The same summer Hagnon, son of Nicias, and Cleopompus, son of Clinias, who were colleagues with Pericles, took the army which he had employed, and went straightway on an expedition against the Chalcidians Thrace-ward, and Potidæa, which was still being besieged: and on their arrival they brought up their engines against Potidæa, and endeavoured to take it by every means. But they neither succeeded in capturing the city, nor in their other measures, to any extent worthy of their preparations: for the plague attacked them, and this indeed utterly overpowered them there, wasting their force to such a degree, that even the soldiers of the Athenians who were there before were infected with it by the troops which came with Hagnon, though previously they had been in good health. Phormion, however, and his sixteen hundred, were no longer in the neighbourhood of the Chalcidians (and so escaped its ravages). Hagnon therefore returned with his ships to Athens, having lost by the plague fifteen hundred out of four thousand heavy-armed, in about forty days. The soldiers who were there before still remained in the country, and continued the siege of Potidæa.
After the second invasion of the Lacedæmonians, the Athenians, when their land had been again ravaged, and the disease and the war were afflicting them at the same time, changed their views, and found fault with Pericles, thinking that he had persuaded them to go to war, and that it was through him that they had met with their misfortunes; and they were eager to come to terms with the Lacedæmonians. Indeed they sent ambassadors to them, but did not succeed in their object. And their minds being on all sides reduced to despair, they were violent against Pericles. He therefore, seeing them irritated by their present circumstances, and doing everything that he himself expected them to do, called an assembly, (for he was still general) wishing to cheer them, and by drawing off the irritation of their feelings to lead them to a calmer and more confident state of mind.
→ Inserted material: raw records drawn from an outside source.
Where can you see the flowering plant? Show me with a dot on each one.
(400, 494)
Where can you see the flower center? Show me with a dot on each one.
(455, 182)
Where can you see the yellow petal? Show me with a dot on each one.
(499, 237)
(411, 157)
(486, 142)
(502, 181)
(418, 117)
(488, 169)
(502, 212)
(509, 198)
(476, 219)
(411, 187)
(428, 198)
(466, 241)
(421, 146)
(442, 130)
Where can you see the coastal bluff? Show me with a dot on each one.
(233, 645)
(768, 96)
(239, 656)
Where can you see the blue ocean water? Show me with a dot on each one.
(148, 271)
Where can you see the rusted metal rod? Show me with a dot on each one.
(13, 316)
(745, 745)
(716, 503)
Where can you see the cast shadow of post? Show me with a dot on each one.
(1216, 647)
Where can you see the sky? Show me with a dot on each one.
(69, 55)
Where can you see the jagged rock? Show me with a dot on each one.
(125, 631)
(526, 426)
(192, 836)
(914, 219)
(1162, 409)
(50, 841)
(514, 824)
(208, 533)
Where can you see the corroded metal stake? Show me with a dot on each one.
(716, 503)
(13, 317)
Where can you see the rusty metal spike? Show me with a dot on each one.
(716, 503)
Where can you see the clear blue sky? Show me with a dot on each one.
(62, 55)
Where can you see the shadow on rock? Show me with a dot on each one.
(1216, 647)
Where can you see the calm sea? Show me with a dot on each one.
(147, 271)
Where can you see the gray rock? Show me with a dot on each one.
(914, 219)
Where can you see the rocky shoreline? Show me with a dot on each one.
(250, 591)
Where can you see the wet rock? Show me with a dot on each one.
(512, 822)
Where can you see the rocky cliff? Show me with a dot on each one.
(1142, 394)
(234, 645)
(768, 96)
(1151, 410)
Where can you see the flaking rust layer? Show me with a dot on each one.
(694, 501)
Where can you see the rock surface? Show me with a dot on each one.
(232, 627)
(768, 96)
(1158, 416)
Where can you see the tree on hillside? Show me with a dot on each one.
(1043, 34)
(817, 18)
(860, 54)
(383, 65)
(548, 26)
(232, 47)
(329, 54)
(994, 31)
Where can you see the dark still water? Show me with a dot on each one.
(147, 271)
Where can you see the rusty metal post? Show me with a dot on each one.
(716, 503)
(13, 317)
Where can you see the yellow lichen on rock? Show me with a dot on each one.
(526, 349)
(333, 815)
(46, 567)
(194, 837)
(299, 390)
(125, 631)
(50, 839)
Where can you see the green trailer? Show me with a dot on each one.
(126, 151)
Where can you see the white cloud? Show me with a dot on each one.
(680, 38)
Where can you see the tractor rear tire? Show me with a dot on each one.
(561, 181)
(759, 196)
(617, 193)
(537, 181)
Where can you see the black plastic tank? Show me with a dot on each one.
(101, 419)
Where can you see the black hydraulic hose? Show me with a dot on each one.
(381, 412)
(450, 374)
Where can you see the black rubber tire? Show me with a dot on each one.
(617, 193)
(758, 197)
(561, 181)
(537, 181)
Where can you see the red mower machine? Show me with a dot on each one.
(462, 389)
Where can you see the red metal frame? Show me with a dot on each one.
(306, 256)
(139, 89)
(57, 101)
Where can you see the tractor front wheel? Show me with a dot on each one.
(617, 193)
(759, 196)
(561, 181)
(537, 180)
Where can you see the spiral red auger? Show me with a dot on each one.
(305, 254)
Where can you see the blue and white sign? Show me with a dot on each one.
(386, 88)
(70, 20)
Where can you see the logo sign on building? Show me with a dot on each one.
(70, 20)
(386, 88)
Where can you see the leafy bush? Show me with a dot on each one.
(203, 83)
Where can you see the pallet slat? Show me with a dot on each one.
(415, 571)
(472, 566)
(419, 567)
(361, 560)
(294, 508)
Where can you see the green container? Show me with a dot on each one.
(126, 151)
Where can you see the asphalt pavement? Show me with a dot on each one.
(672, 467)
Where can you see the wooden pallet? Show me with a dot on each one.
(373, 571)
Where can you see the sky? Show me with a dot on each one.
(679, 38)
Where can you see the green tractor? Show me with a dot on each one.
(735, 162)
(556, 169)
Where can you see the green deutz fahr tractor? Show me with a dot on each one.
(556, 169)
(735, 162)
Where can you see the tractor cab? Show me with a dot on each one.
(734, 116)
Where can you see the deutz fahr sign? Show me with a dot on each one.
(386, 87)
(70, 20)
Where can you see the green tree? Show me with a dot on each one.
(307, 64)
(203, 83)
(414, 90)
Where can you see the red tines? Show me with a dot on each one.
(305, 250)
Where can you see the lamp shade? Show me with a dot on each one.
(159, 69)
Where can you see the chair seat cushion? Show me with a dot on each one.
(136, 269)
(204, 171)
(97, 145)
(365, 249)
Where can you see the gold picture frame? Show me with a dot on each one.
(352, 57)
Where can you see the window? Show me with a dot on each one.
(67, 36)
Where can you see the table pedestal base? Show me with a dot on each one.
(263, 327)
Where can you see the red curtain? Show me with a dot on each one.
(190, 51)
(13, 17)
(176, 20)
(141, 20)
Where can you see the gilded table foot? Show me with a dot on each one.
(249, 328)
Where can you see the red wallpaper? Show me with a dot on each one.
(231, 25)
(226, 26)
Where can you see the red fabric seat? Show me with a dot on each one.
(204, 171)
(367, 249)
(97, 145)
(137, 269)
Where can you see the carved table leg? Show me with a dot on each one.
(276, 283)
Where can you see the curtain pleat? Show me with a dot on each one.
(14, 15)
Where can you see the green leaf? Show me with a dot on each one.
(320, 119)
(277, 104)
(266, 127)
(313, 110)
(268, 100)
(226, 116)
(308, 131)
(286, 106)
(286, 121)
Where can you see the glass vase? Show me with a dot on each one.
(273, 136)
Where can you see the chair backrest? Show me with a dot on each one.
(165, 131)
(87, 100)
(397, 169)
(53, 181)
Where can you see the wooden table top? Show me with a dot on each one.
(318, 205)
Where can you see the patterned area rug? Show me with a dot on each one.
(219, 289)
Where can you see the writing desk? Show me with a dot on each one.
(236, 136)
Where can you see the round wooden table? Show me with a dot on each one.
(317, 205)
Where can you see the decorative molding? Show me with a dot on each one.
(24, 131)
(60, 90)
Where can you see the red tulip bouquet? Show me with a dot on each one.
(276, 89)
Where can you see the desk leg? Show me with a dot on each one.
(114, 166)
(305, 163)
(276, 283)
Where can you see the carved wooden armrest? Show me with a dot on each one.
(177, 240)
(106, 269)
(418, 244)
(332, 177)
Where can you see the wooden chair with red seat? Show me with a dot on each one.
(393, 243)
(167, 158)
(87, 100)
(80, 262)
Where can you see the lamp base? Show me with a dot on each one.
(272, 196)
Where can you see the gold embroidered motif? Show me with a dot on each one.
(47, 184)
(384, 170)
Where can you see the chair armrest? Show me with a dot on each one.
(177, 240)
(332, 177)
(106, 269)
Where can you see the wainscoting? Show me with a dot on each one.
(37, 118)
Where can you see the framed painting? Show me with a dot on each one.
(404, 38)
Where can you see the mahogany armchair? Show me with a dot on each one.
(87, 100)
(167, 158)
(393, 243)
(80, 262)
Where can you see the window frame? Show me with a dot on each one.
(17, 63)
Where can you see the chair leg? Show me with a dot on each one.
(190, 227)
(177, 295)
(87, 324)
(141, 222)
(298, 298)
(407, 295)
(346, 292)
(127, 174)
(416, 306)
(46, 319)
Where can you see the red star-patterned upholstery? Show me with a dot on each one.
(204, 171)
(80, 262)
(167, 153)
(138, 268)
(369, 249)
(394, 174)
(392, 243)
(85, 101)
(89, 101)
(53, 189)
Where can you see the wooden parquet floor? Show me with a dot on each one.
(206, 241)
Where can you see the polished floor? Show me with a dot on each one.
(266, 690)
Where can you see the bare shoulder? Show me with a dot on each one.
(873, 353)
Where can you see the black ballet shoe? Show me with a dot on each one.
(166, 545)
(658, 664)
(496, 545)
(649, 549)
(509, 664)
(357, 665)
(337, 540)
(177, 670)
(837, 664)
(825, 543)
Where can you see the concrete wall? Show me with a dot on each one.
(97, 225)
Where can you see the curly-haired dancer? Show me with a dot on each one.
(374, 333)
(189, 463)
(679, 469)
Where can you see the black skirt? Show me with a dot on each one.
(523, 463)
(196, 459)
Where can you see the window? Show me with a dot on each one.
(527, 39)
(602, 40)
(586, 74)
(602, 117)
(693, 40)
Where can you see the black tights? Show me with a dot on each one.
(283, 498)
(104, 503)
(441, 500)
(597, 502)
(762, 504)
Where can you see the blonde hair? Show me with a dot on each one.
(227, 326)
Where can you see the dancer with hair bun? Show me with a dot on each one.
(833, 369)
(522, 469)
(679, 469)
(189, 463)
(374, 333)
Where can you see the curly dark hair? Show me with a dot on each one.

The Lacedæmonians and their allies the same summer made an expedition with a hundred ships against the island of Zacynthus, which lies over against Elis. The inhabitants are a colony of the Achæans of the Peloponnesus, and were in alliance with the Athenians. On board the fleet were a thousand heavy-armed of the Lacedæmonians, and Cnemus, a Spartan, as admiral. Having made a descent on the country, they ravaged the greater part of it; and when they did not surrender, they sailed back home.
At the end of the same summer, Aristeus, a Corinthian, Aneristus, Nicolaus, and Stratodemus, ambassadors of the Lacedæmonians, Timagoras, a Tegean, and Pollis, an Argive in a private capacity, being on their way to Asia, to obtain an interview with the king, if by any means they might prevail on him to supply money and join in the war, went first to Thrace, to Sitalces the son of Teres, wishing to persuade him, if they could, to withdraw from his alliance with the Athenians. He gave orders to deliver them up to the Athenian ambassadors; who, having received them, took them to Athens. On their arrival the Athenians, being afraid that if Aristeus escaped he might do them still more mischief (for even before this he had evidently conducted all the measures in Potidæa and their possessions Thrace-ward) without giving them a trial, though they requested to say something in their own defence, put them to death that same day, and threw them into pits; thinking it but just to requite them in the same way as the Lacedæmonians had begun with; for they had killed and thrown into pits the merchants, both of the Athenians and their allies, whom they had taken on board trading vessels about the coast of the Peloponnesus. Indeed all that the Lacedæmonians took on the sea at the beginning of the war, they butchered as enemies, both those who were confederates of the Athenians and those who were neutral.